About the recent increase in food prices, the prime minister said prices of wheat flour had increased as ill-timed rains had damaged crops. He said that the institution that was supposed to forecast the produce had not been functioning properly. “Now we have asked Suparco to give satellite image so that information technology is used to assess the wheat crops,” he said.
He said he wrote letters to the food departments to assess wheat situation, but Sindh did not gave a clear picture. Later, when Punjab released wheat, Sindh kept it stocks, with the result that Punjab wheat moved to Sindh, he said. This was the reason, he said, he wanted “food security to be centralised”.
The prime minister said prices of ghee and pulses increased due to international prices, because Pakistan imported 60pc pulses and also edible oil. However, he promised that food prices would come down in a week or so.
About sugar prices, Mr Khan said sugar cartel was behind shortage of sugar in the country. It was exported initially due to miscalculation that caused price hike. But the commodity has been imported, and the price would come down soon.
“When people were in pain, they lose patience. If you ask people what is this government performance, they will share their agony,” he said, reminding the people that Riasat-i-Madina was not built in a day. The Muslims faced hardships and wars. There were threats from within and outside, he said. “A country can’t prosper overnight. When you fix it, it will take time.”

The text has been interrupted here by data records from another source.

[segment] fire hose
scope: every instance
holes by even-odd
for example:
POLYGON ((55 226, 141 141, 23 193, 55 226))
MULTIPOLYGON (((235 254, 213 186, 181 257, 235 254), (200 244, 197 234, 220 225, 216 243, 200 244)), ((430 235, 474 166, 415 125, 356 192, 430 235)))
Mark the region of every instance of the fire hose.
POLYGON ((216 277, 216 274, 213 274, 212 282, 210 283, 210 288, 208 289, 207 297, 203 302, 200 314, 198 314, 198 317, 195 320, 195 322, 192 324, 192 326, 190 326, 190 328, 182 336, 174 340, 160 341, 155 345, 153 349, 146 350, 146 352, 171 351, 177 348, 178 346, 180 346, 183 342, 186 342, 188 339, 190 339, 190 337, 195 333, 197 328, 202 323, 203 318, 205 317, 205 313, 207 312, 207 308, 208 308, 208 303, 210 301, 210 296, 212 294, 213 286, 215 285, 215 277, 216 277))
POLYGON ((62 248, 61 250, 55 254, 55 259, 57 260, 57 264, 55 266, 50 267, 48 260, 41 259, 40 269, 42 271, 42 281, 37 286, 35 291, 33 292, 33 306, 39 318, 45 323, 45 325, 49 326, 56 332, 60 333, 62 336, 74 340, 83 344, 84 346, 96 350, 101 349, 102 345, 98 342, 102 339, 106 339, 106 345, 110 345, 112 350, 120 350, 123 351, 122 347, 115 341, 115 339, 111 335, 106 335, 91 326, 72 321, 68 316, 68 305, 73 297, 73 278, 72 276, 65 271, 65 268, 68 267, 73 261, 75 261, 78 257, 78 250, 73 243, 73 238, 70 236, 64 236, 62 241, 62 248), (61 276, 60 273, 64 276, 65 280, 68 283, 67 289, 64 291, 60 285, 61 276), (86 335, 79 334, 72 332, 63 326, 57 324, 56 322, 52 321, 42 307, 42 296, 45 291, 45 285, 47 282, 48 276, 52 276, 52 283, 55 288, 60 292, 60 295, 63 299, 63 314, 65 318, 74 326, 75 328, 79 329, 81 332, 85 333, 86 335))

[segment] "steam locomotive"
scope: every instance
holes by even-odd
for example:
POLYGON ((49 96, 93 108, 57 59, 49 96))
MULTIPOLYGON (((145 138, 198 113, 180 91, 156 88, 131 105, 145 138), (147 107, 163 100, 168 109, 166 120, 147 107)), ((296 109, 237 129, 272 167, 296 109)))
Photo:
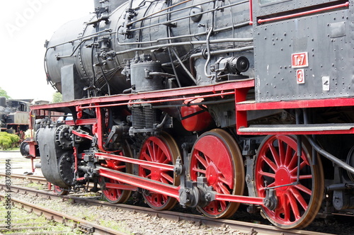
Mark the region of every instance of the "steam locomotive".
POLYGON ((0 127, 1 132, 25 137, 28 129, 29 104, 32 100, 11 100, 0 96, 0 127))
POLYGON ((29 154, 62 192, 93 182, 113 203, 135 191, 212 218, 244 204, 285 229, 353 215, 351 2, 95 8, 45 43, 64 101, 31 107, 29 154))

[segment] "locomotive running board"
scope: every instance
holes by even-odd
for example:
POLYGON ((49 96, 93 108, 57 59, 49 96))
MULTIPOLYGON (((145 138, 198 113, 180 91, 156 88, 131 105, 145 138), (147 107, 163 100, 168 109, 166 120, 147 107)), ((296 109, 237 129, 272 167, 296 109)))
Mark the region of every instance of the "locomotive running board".
POLYGON ((353 134, 354 123, 326 123, 304 125, 255 125, 238 130, 240 134, 353 134))

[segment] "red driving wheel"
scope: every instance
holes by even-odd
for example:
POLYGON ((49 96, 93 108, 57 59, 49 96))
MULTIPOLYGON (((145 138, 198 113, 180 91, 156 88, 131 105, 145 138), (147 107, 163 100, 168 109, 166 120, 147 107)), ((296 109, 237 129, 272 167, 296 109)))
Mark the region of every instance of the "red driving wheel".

About the civil bureaucracy, the Prime Minister said there was a status quo for the past 30 years. “The process for improvement will take time. I appeal to the nation to stand by Imran Khan.” He said PIA operations had become profitable, fiscal deficit balanced and current account deficit being turned positive.
The contracts the past governments had signed had been a burden on his government, he said. The cost of power generation was too high, while even in gas contract with Qatar, they made money. “We are trapped because of these past contracts,” he reasoned.